Methods: Participants were 15 adults with high-functioning autism and 15 matched neurotypical adults. In one condition of the perspective-taking task, participants were asked to designate generate a response from either a first- or second-person perspective. In the other condition, they were asked to designate the person who was facing to the object. Both conditions used proper names as an additional control for the use of pronouns. The main condition of interest required participants to reverse a pronoun, such as responding with “I” when asked about “you.”

Results: Both groups exhibited similarly distributed brain activations across cortical regions. However, for the pronoun reversal conditions, the group comparison indicated greater activation for the autism group, particularly in the right posterior temporal and the frontal areas. The autism group also showed reliably lower functional connectivity than the control group for the frontal-temporal and frontal-parietal connections in the pronoun reversal condition, as well as significantly increased response time.

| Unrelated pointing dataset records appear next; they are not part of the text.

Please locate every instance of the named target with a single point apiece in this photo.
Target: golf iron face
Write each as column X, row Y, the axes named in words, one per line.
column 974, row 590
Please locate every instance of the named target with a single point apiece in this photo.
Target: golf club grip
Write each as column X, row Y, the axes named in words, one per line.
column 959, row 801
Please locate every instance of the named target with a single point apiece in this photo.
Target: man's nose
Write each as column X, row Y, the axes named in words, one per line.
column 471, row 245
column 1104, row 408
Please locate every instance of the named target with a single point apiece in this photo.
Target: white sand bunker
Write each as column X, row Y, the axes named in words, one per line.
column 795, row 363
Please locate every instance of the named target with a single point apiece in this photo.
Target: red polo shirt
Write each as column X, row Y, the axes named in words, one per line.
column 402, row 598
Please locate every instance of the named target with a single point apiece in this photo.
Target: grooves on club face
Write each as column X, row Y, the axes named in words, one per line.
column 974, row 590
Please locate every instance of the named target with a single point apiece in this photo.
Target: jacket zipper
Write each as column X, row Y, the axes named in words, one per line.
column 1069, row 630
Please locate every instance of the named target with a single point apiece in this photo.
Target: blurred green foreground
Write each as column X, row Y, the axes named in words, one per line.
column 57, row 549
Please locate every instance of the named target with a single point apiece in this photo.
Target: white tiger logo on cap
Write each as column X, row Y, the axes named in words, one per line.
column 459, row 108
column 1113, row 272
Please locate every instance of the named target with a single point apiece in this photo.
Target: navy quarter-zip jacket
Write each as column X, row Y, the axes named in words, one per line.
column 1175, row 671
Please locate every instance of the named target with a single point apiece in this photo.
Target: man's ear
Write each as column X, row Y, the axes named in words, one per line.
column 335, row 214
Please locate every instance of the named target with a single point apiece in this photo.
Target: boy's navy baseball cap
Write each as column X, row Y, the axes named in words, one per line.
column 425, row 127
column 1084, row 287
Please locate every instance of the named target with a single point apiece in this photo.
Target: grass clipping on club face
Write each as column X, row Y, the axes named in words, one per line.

Updating of a referential reference (a deictic expression) constituted a larger challenge for adults with high-functioning autism (whose verbal IQ is within the normal range) than for controls. The findings suggest that diminished frontal-posterior collaboration may be that source of lower performance in producing a perspective shift in autism. The loci of the network may implicate an interaction of three functional networks. In addition to the Theory of Mind network, involving in making an inference of an other’s mental state, the Mirror Neuron System may contribute to cognitive mapping for self-and-other relationships, and executive system may provide the ability to adaptively monitor the appropriate pronominal referent (‘I’ versus ‘you’ depending on who is referring). The coordinated activity of the cortical regions in these networks may constitute a “perspective-taking network,” and the disruption of the network may explain atypical social communication and pragmatic usage of language in autism.